A range of statuses are recognized as authorized or documented.
Citizenship through naturalization is the process by which a lawful, permanent, resident becomes a U.S.-citizen after meeting requirements of the Immigration & Nationality Act.
Permanent residence (colloquially referred to as Green Card holders) have obtained this status through a variety of mechanisms which include: family relationships, employment sponsorships, the Diversity Visa Program lottery, or humanitarian protection (for refugees and asylum seekers).
Temporary Non-Immigrant Visas provide visitors and workers a variety of short-term mechanisms to enter the country legally. Examples of these kind of visas include tourist, diplomatic, business, au pair, athletic, educational exchange among others. Temporary immigration status categories include temporary visa holders and temporary protected status (TPS). The former can obtain their status through employment, such as agricultural, service, or highly-skilled technical positions. TPS-holders are individuals who nable to return to their home countries as a result of conditions that are temporary, such as armed conflict or environmental disasters.

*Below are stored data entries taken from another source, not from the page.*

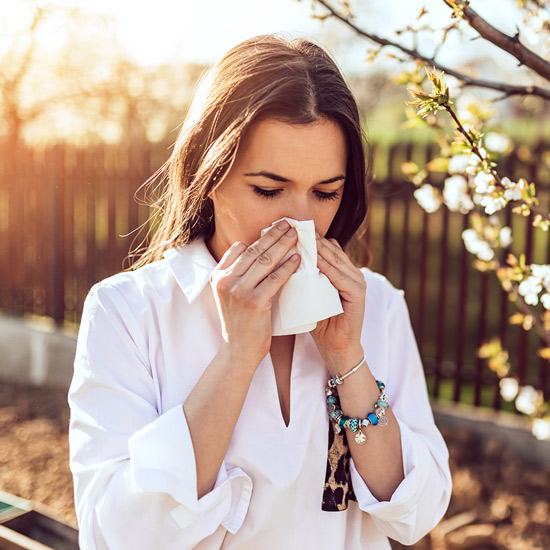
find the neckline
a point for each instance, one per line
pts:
(292, 375)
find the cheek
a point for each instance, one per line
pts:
(324, 217)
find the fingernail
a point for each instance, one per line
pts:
(282, 225)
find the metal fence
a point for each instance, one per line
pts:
(63, 212)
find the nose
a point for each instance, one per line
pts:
(300, 209)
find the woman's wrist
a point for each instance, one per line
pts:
(342, 361)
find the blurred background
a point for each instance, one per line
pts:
(92, 95)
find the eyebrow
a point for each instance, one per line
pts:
(276, 177)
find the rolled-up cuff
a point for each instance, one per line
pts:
(404, 499)
(162, 460)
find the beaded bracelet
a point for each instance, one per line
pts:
(356, 425)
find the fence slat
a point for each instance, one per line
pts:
(73, 204)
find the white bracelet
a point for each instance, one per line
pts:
(338, 380)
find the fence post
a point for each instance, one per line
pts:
(57, 223)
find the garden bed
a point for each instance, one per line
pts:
(499, 502)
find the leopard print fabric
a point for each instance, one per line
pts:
(338, 490)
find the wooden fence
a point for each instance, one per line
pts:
(64, 211)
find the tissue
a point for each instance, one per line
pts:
(308, 296)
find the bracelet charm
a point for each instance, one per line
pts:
(356, 425)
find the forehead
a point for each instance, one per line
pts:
(318, 148)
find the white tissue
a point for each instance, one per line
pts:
(308, 296)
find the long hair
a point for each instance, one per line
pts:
(266, 77)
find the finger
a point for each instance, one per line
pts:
(231, 254)
(348, 287)
(276, 279)
(270, 259)
(331, 251)
(256, 249)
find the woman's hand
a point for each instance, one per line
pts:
(244, 283)
(339, 338)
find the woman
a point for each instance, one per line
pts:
(191, 425)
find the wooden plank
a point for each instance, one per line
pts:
(12, 540)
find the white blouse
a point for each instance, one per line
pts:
(145, 339)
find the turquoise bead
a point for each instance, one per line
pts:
(372, 418)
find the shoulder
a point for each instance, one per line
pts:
(133, 289)
(380, 290)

Despite their name, both types of temporary immigration statuses can be renewed repeatedly over long periods of time.
Discretionary immigration statuses rely on the president to act on an individual’s order of removal (deportation). As of 2012, it was used as “categorical relief” and applied to a group of individuals under the same category of eligibility under the Deferred Action for Childhood Arrivals (DACA) policy (see Liminal documentation category for more details).
Asylum Seekers & Refugees are a legally distinct group, who have had to flee their countries because of “well-founded fear of persecution for reasons of race, religion, nationality, membership of a particular social group or political opinion”as established by the 1951 United Nations Refugee Convention Act. While refugees have been recognised under the 1951 Convention Act, the claims of asylum seekers have not yet been determined.
Currently there are more than 100 million displaced individuals across the globe. 26.6 million are refugees; 4.4 million are seeking asylum and another 50.9 million are displaced within the borders of their own country. In recent years, the U.S. has received a small proportion of the world’s refugees. In 2020 it resettled 12,000 and in 2021, 46,500.Half of these people are children and most of these face dramatic disruptions to their schooling. As such, the work of easing the transitions and educating refugee youth is happening across a variety of spaces and settings across the globe.